Venus and Adonis

The Art of Love
By Ovid

So, whoever you are who come to me for your healing,
    Have no faith in spells, let the enchantments alone.
If some powerful cause is keeping you here in the city,
    Take the prescription I give all who must stay in the town:
He can free himself best who has broken the shackles that bind him,
    Shaken the hurt from his heart, forever and ever, amen.
I would be greatly surprised to find a man of such will power;
    If I did, I would say, "He does not need my advice!"
Come to me if you love and want to be rid of your loving,
    Want to, and yet cannot; scholar, be taught in my school!
Try to remember her deeds, her wicked, wanton behavior,
    Itemize, if you can, all she has cost you to date.

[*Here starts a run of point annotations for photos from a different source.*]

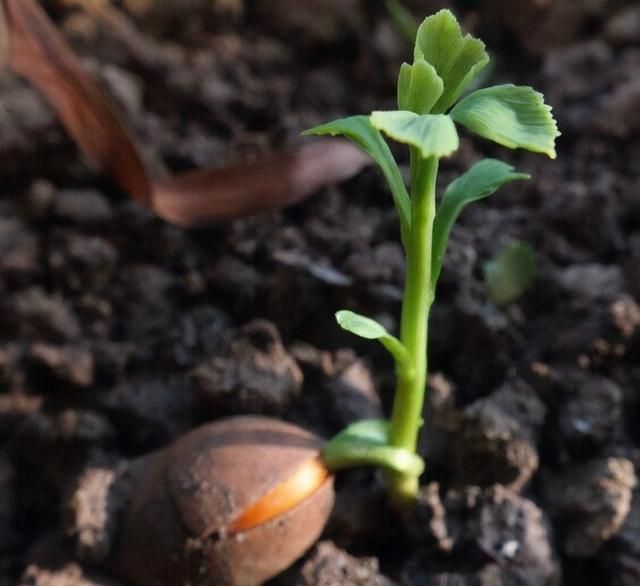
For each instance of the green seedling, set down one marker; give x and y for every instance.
(510, 273)
(430, 109)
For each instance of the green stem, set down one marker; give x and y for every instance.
(406, 418)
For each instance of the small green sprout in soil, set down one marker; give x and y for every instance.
(510, 273)
(430, 107)
(234, 502)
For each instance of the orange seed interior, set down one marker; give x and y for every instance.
(286, 495)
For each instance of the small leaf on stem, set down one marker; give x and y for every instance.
(483, 179)
(513, 116)
(367, 328)
(434, 135)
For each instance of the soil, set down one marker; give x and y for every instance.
(119, 331)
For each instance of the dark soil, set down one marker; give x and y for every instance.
(119, 332)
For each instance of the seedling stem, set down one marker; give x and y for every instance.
(429, 107)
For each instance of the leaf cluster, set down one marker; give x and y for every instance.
(431, 104)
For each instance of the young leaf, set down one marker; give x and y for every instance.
(367, 328)
(419, 87)
(359, 130)
(513, 116)
(510, 273)
(39, 52)
(457, 59)
(483, 179)
(366, 443)
(239, 189)
(434, 135)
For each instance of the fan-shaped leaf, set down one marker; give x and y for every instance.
(419, 87)
(513, 116)
(483, 179)
(434, 135)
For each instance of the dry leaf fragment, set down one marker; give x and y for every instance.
(37, 51)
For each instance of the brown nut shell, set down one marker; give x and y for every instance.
(176, 530)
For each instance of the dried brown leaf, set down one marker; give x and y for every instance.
(38, 51)
(240, 190)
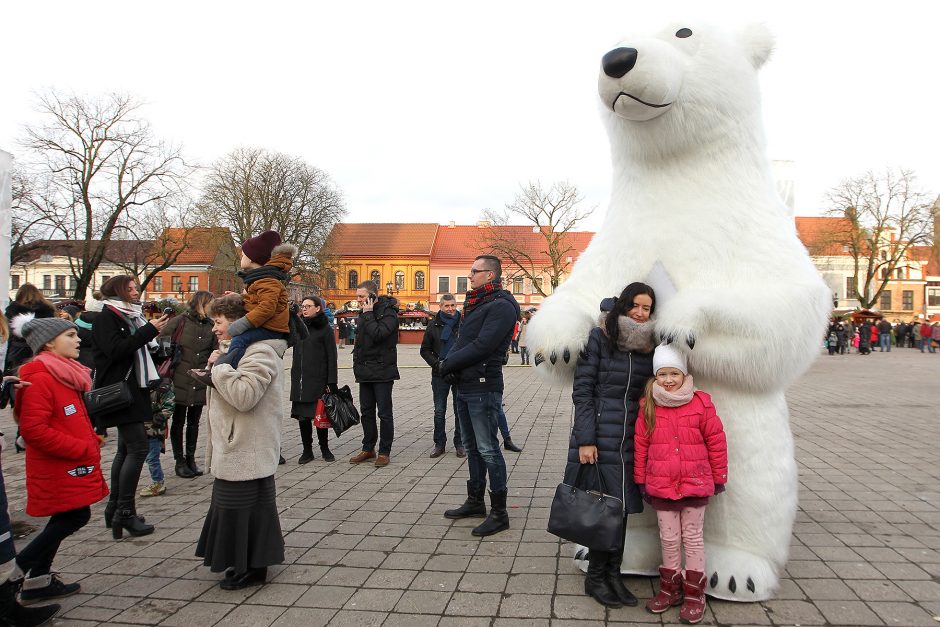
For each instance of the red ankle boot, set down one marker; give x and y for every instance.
(670, 591)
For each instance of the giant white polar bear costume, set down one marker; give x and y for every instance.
(692, 189)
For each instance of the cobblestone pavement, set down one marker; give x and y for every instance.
(369, 546)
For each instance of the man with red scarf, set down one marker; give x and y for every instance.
(475, 367)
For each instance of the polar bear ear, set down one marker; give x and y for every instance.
(758, 43)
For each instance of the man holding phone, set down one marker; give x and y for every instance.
(375, 365)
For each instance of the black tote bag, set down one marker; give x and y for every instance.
(592, 519)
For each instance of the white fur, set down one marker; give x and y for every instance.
(692, 188)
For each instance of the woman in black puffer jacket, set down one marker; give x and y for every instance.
(313, 371)
(609, 379)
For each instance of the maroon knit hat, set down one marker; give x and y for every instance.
(259, 248)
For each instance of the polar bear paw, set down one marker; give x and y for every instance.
(737, 575)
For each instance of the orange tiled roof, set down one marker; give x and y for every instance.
(823, 236)
(463, 243)
(202, 243)
(382, 239)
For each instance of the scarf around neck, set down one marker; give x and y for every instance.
(66, 371)
(476, 297)
(674, 399)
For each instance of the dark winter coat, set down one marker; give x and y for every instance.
(314, 362)
(480, 351)
(432, 345)
(375, 357)
(18, 351)
(608, 386)
(116, 346)
(63, 457)
(197, 342)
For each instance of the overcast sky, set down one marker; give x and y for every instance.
(433, 111)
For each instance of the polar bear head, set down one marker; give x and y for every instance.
(683, 83)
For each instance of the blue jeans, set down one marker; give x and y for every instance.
(240, 343)
(884, 339)
(478, 413)
(440, 391)
(153, 459)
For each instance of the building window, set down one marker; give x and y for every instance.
(907, 300)
(885, 304)
(851, 289)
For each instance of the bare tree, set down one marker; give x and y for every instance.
(543, 249)
(885, 215)
(251, 190)
(93, 162)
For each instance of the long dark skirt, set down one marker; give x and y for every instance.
(242, 528)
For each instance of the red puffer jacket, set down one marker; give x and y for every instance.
(687, 454)
(63, 459)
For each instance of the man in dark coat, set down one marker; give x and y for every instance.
(439, 338)
(375, 365)
(475, 366)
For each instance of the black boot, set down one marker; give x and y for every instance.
(616, 581)
(595, 584)
(12, 613)
(473, 507)
(498, 520)
(126, 518)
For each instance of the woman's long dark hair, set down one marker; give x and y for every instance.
(623, 304)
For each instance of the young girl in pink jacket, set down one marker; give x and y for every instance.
(680, 460)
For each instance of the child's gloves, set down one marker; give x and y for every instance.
(239, 326)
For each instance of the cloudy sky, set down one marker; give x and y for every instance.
(433, 111)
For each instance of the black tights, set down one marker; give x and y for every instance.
(128, 462)
(190, 417)
(37, 557)
(306, 434)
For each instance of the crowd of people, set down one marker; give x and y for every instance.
(845, 336)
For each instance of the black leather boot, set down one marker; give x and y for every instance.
(596, 585)
(616, 581)
(498, 520)
(473, 507)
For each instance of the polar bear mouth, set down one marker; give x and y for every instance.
(613, 105)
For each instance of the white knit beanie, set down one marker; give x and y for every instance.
(667, 356)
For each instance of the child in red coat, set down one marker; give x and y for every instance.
(63, 457)
(680, 460)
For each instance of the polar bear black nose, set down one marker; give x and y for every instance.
(619, 61)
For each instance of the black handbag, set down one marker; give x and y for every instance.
(110, 398)
(592, 519)
(340, 409)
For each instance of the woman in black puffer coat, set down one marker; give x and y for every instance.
(609, 379)
(312, 372)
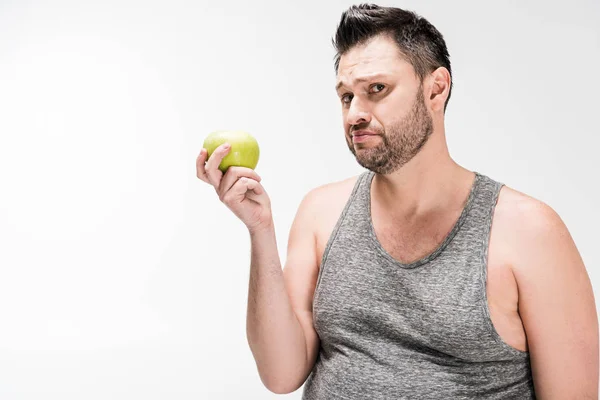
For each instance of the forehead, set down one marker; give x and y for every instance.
(379, 56)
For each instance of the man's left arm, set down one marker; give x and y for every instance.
(557, 307)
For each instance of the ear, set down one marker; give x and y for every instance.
(439, 88)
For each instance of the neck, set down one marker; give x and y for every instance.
(432, 181)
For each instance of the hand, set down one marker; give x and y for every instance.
(239, 189)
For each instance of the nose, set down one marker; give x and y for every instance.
(358, 113)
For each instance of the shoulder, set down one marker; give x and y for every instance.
(531, 231)
(326, 198)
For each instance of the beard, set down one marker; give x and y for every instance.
(404, 141)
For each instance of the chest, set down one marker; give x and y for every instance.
(499, 308)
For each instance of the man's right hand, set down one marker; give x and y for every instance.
(239, 189)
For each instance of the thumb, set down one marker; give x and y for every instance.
(256, 192)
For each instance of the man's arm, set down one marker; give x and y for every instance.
(556, 304)
(279, 321)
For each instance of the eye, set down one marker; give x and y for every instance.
(379, 85)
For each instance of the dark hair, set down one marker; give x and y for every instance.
(419, 42)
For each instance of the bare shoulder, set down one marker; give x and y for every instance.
(528, 227)
(556, 300)
(326, 203)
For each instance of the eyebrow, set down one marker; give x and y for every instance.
(363, 79)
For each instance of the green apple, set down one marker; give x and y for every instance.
(244, 150)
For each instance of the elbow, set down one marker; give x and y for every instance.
(281, 386)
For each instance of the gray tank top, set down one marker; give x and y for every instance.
(422, 330)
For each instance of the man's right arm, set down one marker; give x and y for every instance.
(279, 322)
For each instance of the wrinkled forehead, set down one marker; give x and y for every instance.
(378, 57)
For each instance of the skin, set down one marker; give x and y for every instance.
(539, 293)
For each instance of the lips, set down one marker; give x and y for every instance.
(363, 133)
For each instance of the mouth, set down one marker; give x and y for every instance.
(356, 138)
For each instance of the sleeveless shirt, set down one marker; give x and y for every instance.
(390, 330)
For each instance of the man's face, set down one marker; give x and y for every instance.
(390, 106)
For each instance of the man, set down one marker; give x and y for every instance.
(417, 279)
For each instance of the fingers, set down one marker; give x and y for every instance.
(256, 192)
(244, 188)
(200, 168)
(232, 175)
(213, 173)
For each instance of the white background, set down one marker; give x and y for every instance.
(122, 276)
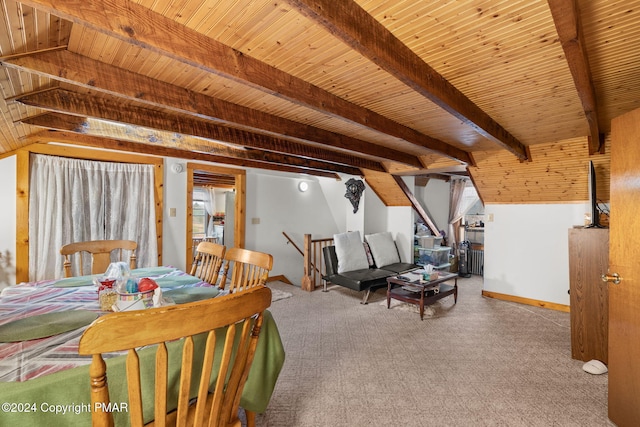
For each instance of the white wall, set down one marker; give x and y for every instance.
(8, 221)
(526, 249)
(174, 229)
(278, 205)
(396, 219)
(435, 199)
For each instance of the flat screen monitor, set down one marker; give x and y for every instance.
(593, 199)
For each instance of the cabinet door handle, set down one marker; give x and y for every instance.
(614, 278)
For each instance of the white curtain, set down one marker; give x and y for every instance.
(463, 196)
(73, 200)
(209, 199)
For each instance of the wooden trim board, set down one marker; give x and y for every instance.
(527, 301)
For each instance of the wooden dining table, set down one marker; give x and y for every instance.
(44, 381)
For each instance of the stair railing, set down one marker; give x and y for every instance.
(313, 260)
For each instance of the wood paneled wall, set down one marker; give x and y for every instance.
(557, 174)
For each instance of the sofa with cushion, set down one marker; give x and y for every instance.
(363, 266)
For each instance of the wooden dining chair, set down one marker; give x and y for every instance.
(208, 261)
(101, 252)
(231, 323)
(244, 269)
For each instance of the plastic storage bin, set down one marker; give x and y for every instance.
(434, 256)
(429, 241)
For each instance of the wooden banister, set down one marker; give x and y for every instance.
(313, 261)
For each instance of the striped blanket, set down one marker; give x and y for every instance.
(24, 360)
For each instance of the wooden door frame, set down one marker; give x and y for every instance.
(240, 188)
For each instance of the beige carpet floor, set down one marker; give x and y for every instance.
(481, 362)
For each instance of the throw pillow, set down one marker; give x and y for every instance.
(383, 248)
(350, 252)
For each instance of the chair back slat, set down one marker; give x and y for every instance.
(244, 269)
(100, 252)
(208, 261)
(223, 359)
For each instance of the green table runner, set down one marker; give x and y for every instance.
(163, 282)
(45, 325)
(183, 295)
(69, 392)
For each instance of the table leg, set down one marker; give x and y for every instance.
(251, 418)
(455, 291)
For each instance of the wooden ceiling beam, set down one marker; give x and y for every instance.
(78, 70)
(52, 135)
(66, 102)
(354, 26)
(136, 24)
(566, 16)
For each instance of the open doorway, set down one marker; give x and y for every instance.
(216, 199)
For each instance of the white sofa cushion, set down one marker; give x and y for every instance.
(383, 248)
(350, 252)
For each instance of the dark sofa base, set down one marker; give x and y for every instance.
(360, 280)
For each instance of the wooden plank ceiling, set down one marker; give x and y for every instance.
(490, 88)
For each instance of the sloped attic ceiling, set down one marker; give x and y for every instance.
(322, 87)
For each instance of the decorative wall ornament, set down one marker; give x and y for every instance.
(355, 188)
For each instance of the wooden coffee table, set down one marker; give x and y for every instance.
(422, 293)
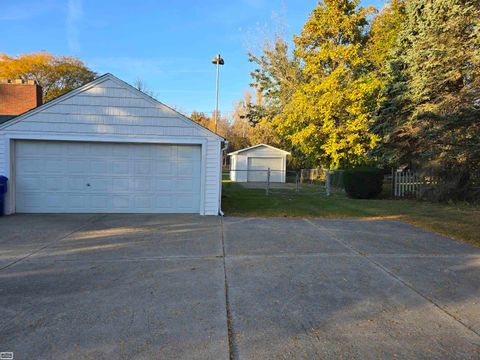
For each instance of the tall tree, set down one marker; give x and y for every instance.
(329, 117)
(56, 74)
(430, 116)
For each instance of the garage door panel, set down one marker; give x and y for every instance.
(164, 201)
(92, 177)
(258, 169)
(77, 202)
(29, 166)
(76, 183)
(56, 183)
(77, 166)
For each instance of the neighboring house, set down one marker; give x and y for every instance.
(252, 164)
(106, 147)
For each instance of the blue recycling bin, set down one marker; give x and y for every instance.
(3, 191)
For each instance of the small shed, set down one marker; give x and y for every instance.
(252, 164)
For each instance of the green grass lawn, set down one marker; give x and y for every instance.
(461, 222)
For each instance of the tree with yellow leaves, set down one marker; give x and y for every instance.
(56, 74)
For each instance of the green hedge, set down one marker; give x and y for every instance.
(363, 183)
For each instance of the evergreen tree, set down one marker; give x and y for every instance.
(431, 115)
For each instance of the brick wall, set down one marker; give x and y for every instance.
(17, 96)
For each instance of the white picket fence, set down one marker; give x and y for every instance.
(407, 183)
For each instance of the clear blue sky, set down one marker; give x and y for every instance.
(168, 44)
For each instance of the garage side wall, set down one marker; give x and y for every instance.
(110, 109)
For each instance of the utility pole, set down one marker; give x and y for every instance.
(217, 60)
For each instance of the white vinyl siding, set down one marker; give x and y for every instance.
(252, 164)
(258, 169)
(108, 108)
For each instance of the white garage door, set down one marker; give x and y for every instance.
(258, 169)
(79, 177)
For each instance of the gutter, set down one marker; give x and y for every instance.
(222, 152)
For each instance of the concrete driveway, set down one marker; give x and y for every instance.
(191, 287)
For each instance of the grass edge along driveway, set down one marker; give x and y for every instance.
(461, 222)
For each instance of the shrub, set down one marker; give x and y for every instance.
(363, 183)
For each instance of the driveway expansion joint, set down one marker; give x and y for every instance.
(397, 278)
(90, 221)
(228, 310)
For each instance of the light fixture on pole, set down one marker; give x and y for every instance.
(217, 60)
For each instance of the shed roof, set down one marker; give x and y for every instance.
(257, 146)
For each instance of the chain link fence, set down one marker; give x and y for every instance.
(302, 181)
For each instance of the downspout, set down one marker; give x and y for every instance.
(224, 148)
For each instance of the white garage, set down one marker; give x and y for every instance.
(108, 148)
(254, 164)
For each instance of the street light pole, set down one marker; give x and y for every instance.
(217, 61)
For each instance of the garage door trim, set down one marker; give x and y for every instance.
(10, 153)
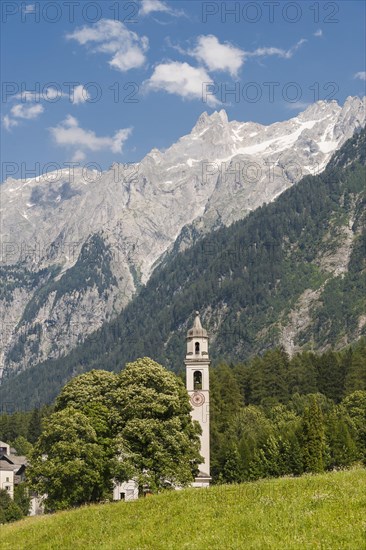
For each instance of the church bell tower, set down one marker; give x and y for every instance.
(197, 364)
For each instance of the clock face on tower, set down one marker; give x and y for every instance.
(197, 399)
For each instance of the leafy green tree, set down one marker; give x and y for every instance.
(355, 406)
(232, 464)
(108, 426)
(341, 446)
(67, 463)
(155, 425)
(35, 426)
(22, 446)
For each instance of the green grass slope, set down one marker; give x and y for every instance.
(323, 511)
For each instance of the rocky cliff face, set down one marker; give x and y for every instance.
(77, 244)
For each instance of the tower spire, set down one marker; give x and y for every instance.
(197, 364)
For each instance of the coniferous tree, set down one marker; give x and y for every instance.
(313, 439)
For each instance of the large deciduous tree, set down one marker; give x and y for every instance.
(116, 426)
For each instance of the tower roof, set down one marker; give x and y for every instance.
(197, 330)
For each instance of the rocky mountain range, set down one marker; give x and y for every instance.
(77, 244)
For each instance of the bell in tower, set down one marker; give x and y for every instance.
(197, 381)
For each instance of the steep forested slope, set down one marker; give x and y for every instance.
(291, 273)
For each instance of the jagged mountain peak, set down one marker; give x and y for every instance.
(212, 176)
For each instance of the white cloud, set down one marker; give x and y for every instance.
(154, 6)
(112, 37)
(78, 156)
(8, 122)
(22, 110)
(286, 54)
(216, 56)
(69, 134)
(29, 8)
(79, 95)
(297, 105)
(361, 75)
(181, 79)
(25, 111)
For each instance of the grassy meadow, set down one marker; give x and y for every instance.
(324, 511)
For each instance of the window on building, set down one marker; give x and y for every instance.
(197, 380)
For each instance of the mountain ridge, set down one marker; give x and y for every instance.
(247, 280)
(215, 175)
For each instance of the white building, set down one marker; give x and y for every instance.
(128, 490)
(7, 477)
(197, 364)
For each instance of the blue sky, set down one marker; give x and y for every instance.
(107, 81)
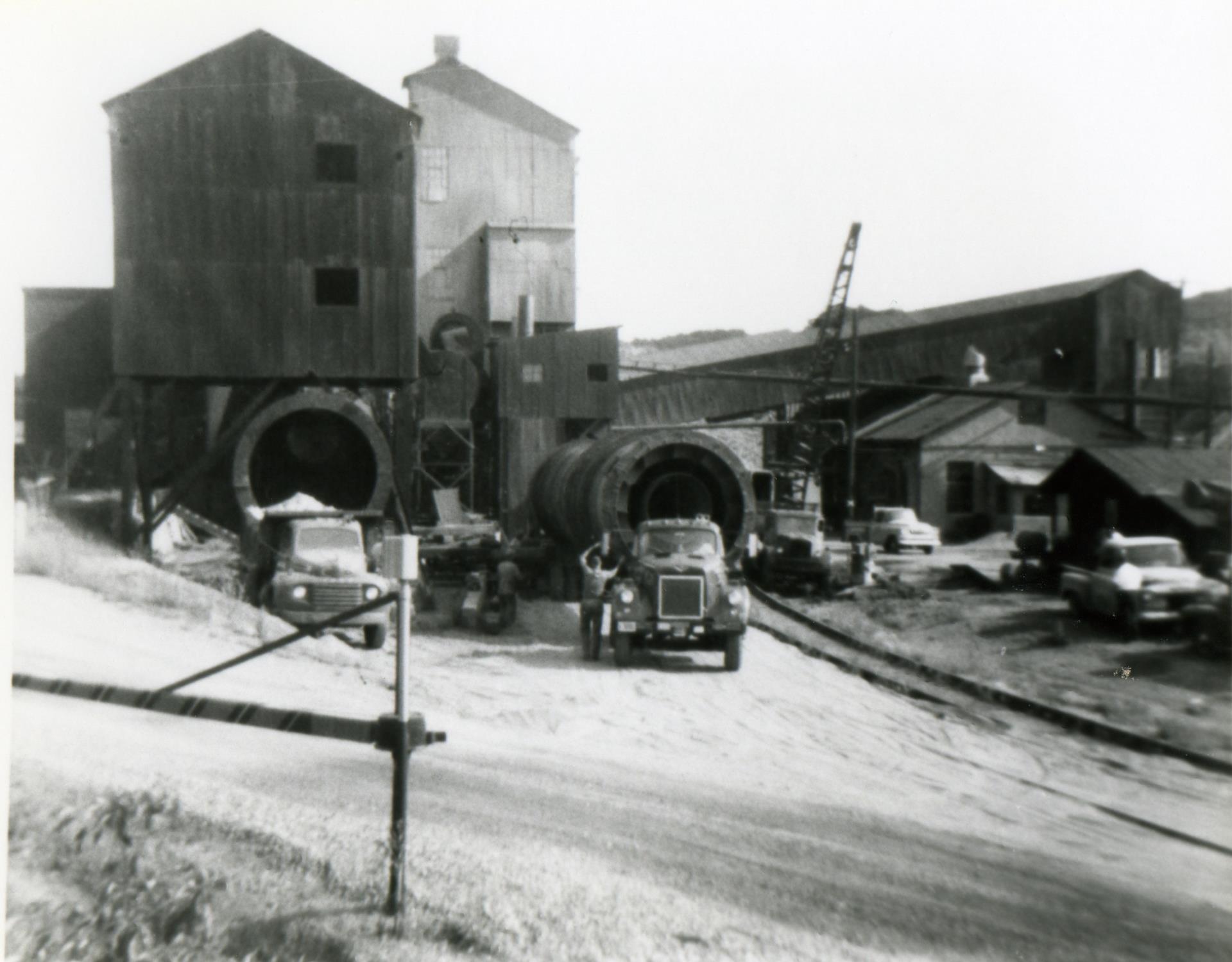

"She has this, she has that, she is never content with her booty,
    Even my household gods have to be mortgaged or sold!
She has sworn me true, and played me false in the swearing.
    How many times I have spent nights on the stone at her door!
Others she loves, but me -? She is much too nice to be bothered.
    Any old peddler can have nights she refuses to me."
Let such memories ret your feelings in gall and in wormwood,
    Never forget to sow seeds of contempt in your mind.
What you need to acquire is eloquence, denunciation,
    Vigorous, passionate: well-suffer enough, you will learn.
Not long ago a girl, or should I say an obsession,
    Troubled my peace of mind-what an appalling affair!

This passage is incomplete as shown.